İLK DERECE MAHKEMESİ KARARININ ÖZETİ: İlk derece mahkemesince “… Mahkememizce rapor düzenlettirilmek üzere dosya Elektrik Mühendisi bilirkişi ….’a tevdii edilmiş olup, düzenlenen 19/11/2021 tarihli kök raporda ve ek raporlarda neticeten; …. nolu tesisat için Davalı şirket ile 20.05.2002 tarihinde tek terimli tarımsal sulama orta gerilim tarife grubundan abonelik sözleşmesi imzaladığı, 14.08.2012-28.08.2012 tarihleri arası meydana gelen dönem tüketim miktarı 75741,750 kWh olduğunu, Medaş yetkilileri tarafından düzenlenen 20.07.2012 tarihli ve 14.08.2012 tarihli Medaş Ölçü Devreleri Kontrol Ve Değiştirme Tutanaklarından dava konusu tesisatta 1/3 oranında tüketimin kaydedilmediği, 1/3 oranında kaydedilmeyen eksik tüketim miktarı hesabı yönünden ilgili yönetmelik kapsamında belirtilen azami süre dikkate alındığında 31.05.2012-14.08.2012 tarihleri arası alınması gerektiği, 31.05.2012-14.08.2012 tarihleri arası 1/3 oranında kaydedilmeyen eksik tüketim miktarının 297675 kWh olduğu, 28.07.2012-14.08.2012 tarihleri meydana gelen tüketim (sayaç üzerinde fatura edilmeyen tüketim miktarı) 132300 kWh olduğu, 28.08.2012 Tarihli …. seri nolu faturada tüketim miktarı yönünden; 14.08.2012-28.08.2012 tarihleri arası meydana gelen tüketim miktarı (75741,750 kWh), ilgili yönetmelik kapsamında 31.05.2012-14.08.2012 tarihleri arası kaydedilmeyen 1/3 oranında kaydedilmeyen eksik tüketim miktarı (297675 kWh) ve 28.07.2012-14.08.2012 tarihleri meydana gelen tüketim miktarının (sayaç üzerinde fatura edilmeyen tüketim miktarı-132300 kWh) toplamının dikkate alınması gerektiği, 28.08.2012 Tarihli …. seri nolu faturada dikkate alınacak tüketim miktarının 505716,750 kWh (75741,750 kWh + 297675 kWh + 132300 kWh) olduğu, 28.08.2012 Tarihli ….seri nolu faturada dikkate alınacak tüketim bedelinin 142.915,41 TL olduğu tespit edilmiştir. Ayrıntılı, gerekçeli, denetlenebilir bilirkişi kök ve ek raporları mahkememizce yargılamaya esas alınmıştır.

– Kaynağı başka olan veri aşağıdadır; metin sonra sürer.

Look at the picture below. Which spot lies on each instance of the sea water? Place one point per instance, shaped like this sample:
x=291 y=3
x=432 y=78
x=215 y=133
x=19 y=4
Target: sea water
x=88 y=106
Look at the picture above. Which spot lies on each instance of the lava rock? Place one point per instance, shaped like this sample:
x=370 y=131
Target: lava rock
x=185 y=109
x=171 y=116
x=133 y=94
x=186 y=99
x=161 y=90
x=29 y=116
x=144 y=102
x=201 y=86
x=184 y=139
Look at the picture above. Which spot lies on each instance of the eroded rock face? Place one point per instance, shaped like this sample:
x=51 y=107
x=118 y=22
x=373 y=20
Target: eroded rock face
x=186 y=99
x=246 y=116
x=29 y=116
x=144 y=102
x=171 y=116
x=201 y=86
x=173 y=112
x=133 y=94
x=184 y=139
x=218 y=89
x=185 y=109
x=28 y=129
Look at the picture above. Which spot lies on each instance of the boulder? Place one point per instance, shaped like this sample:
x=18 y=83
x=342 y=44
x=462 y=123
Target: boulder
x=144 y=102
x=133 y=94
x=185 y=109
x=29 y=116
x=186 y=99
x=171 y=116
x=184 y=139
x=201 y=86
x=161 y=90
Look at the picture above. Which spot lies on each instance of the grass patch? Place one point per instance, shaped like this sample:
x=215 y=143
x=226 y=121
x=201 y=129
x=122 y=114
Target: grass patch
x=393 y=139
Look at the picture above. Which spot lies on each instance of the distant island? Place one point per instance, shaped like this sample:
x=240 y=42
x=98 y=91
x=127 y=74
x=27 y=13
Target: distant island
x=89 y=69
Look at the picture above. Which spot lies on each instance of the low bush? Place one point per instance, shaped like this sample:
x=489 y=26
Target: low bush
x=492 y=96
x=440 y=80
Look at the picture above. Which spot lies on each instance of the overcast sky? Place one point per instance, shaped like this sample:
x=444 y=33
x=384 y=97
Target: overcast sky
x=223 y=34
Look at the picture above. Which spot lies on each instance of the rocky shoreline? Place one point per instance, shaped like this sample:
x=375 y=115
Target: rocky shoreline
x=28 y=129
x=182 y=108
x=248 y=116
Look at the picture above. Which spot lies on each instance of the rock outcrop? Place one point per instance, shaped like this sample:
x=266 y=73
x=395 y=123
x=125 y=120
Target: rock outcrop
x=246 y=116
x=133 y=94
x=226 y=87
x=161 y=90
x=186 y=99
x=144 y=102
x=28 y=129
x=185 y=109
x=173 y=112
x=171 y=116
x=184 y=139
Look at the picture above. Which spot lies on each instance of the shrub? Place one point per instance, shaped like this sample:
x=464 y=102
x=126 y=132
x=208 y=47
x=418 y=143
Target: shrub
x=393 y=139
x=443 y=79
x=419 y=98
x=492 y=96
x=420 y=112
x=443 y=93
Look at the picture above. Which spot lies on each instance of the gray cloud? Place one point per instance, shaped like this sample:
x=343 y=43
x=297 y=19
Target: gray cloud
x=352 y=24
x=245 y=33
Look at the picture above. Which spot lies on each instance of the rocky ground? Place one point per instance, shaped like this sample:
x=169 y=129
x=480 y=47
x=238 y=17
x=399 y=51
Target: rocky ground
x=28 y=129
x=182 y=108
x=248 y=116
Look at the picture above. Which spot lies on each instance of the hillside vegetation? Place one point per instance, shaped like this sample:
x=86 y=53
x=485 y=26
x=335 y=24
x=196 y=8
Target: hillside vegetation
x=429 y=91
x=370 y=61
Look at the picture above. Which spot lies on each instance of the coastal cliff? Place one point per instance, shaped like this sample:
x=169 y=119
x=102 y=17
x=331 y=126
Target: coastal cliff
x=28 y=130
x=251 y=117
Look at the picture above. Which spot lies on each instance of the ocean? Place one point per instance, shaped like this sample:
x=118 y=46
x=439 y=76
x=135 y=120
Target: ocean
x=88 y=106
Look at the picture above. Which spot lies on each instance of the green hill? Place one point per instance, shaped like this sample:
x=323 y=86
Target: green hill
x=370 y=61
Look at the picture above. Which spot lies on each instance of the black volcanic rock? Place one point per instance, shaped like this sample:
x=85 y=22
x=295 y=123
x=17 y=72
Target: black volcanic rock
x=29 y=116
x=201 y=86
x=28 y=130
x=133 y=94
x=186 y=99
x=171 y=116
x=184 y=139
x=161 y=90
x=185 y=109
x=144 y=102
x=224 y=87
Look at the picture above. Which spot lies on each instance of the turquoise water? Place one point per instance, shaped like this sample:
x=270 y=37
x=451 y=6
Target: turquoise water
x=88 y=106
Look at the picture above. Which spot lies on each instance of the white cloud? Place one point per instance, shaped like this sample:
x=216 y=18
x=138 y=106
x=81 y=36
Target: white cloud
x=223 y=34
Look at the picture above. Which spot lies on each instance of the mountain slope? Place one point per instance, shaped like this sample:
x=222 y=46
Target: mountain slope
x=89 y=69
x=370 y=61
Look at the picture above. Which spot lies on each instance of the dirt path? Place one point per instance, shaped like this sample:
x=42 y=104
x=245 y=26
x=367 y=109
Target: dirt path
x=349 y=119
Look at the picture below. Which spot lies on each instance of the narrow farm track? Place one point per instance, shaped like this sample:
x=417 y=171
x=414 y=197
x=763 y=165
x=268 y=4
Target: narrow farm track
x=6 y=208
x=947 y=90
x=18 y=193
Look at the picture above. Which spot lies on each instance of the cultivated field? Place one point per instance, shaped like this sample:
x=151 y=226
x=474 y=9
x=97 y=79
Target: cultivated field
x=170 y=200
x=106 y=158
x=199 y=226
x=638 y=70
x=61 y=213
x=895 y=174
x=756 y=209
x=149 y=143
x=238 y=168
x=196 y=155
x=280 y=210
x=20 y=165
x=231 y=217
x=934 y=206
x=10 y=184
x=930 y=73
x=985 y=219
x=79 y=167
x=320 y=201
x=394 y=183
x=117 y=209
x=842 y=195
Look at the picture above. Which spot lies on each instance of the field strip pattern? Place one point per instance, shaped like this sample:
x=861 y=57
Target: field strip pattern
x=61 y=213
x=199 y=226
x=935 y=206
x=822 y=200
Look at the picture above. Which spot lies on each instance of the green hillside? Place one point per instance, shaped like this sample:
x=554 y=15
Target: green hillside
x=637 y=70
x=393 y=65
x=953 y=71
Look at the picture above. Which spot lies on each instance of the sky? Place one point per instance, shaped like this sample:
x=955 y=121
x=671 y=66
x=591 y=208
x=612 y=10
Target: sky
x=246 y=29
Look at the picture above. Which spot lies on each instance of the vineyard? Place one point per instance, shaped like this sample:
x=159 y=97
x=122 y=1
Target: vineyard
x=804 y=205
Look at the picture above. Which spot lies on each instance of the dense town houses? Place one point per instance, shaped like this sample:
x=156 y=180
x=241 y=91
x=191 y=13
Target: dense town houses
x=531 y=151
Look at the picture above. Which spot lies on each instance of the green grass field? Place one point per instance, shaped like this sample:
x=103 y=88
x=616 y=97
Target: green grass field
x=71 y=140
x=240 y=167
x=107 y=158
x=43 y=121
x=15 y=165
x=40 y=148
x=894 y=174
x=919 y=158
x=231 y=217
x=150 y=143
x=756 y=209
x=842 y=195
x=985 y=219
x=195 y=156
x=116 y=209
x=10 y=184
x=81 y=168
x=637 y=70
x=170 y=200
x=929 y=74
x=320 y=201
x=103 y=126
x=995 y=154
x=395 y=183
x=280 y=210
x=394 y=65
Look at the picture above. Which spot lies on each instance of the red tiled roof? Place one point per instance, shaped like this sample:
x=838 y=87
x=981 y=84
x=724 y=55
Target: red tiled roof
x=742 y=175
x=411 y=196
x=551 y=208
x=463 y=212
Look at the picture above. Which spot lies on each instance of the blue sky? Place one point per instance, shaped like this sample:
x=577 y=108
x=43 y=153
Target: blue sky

Her ne kadar davacı vekili dava konusu edilen fatura bedellerinin hesaplanmasına uygulanan kat sayı oranlarının uygun olmadığına yönelik itirazlarda bulunmuş ise de; düzenlenen bilirkişi raporlarında ilgili kat sayılara yönelik değerlendirilmeler yapılmış ve ilgili husus ayrıntılı şekilde gerekçelendirilmiş olup, bu yöndeki davacı itirazlarına itibar edilmemiştir.
Tüm dosya muhtevası birlikte değerlendirildiğinde; yargılamaya esas alınan bilirkişi raporlarında ayrıntıları belirtildiği üzere, taraflar arasındaki sözleşme kapsamında tüketim bedellerine yönelik düzenlenen …. seri numaralı fatura bedelinin usulüne uygun şekilde düzenlendiği, aksini gösterir bir delilin dosya muhtevası itibariyle yargılama safhasında tespit edilemediği anlaşılmakla, ispat edilemeyen davanın reddine …” gerekçesiyle davanın reddine karar verilmiştir.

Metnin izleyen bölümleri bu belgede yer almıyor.